Remember Uptown Deli and Bubby’s? Those two didn’t fare so well, and while Parkway does a reasonable job providing an assortment of Jewish fare, the place gets so chaotic on the weekends that we’ve sworn it off for brunch.
Enter DGS Delicatessen. With head chef Barry Koslow working the kitchen, we knew this wouldn’t be your average deli. We went with a couple of our friends for brunch a few weeks ago to finally see if DGS met the hype.
We kicked the morning off with some libations. The Le Marais is the gem of the brunch cocktail list, comprised of champagne, St. Germain, orange juice, and bitters.
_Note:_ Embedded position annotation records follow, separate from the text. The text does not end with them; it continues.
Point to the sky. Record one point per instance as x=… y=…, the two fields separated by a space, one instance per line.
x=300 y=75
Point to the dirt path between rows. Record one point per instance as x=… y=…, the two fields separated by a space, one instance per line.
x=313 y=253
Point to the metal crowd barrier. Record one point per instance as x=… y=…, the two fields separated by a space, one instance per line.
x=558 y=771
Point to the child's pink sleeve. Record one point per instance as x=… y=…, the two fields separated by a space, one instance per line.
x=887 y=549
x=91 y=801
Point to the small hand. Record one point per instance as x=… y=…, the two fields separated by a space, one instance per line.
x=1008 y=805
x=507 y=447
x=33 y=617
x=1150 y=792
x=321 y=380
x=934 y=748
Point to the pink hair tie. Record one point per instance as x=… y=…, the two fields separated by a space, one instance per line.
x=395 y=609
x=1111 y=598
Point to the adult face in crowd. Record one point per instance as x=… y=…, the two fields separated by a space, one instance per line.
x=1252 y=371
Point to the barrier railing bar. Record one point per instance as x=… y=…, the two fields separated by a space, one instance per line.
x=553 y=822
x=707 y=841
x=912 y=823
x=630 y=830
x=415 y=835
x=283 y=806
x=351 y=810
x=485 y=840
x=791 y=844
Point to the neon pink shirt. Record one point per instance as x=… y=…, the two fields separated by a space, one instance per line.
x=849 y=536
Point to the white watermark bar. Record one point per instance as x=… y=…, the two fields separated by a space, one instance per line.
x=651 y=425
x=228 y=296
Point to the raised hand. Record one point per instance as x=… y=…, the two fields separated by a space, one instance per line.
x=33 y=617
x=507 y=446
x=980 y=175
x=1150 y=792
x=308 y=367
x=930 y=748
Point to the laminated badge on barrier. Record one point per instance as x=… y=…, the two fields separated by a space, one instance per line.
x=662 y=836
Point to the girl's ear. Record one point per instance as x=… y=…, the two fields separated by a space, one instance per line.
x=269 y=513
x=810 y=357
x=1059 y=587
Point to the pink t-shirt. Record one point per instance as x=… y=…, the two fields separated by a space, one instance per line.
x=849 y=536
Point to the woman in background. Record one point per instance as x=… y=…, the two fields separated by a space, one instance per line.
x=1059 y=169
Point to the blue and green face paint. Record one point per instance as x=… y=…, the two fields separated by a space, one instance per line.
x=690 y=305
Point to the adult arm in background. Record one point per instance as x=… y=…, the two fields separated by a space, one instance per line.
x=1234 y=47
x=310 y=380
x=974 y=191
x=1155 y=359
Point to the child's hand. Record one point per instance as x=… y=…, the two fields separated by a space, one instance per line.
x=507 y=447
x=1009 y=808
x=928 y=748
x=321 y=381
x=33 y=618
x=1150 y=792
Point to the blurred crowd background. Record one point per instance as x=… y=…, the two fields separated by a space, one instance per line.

It’s a shame this beverage isn’t served in pitchers, because I easily would have had gone through four more glasses.
While it’s oftentimes nice to do a spin on things and make them fancier, sometimes you just want a good ol’ pickle plate. DGS’ plate included just four pickle spears and some other pickled items such as radishes and cauliflower. And while it was beautifully arranged, we kind of yearned for the complimentary pickle bar at Parkway.
For our main course, it was no surprise that I went for the pastrami sandwich. This is a sandwich that is prepared with care and for good measure – it takes eight days to make! Brined for over a week, the smoky, succulent meat is sandwiched between two slices of warm double baked rye along with a shmear of house mustard. The result is a tender, smoky sandwich that leaves you wanting more. For $13, the sandwich isn’t piled as high as anticipated, but it’s still one of the best you’ll find in the District. However, one would expect some sort of side to accompany the sandwich given the price. Chips, coleslaw, something.
Rachel opted for more of a classic brunch choice, DGS’ rendition of Eggs Benedict, aptly dubbed the Benedictberg. Featuring poached eggs, house-smoked salmon, latkes, and sumac hollandaise, this dish was a clear winner. The combination between the crispy latkes, smoky lox, and rich hollandaise really worked well and made for an excellent brunch dish.
Overall, we felt the food at DGS was terrific while being slightly overpriced. With tip, Rachel and I spent roughly $60 between the two of us. And this was for brunch. With each cocktail at $10 per glass, a meal here adds up quickly. The service was very accommodating given we had two babies with us, and they gave us a table by the front of the house with more than enough room for the strollers.
Suffice to say, this will be the first of many visits to this establishment. We only sampled just a fraction of the menu and with items such as pickled blue fish, flanken, and kreplach still waiting to be tried, a return to DGS is definitely in order.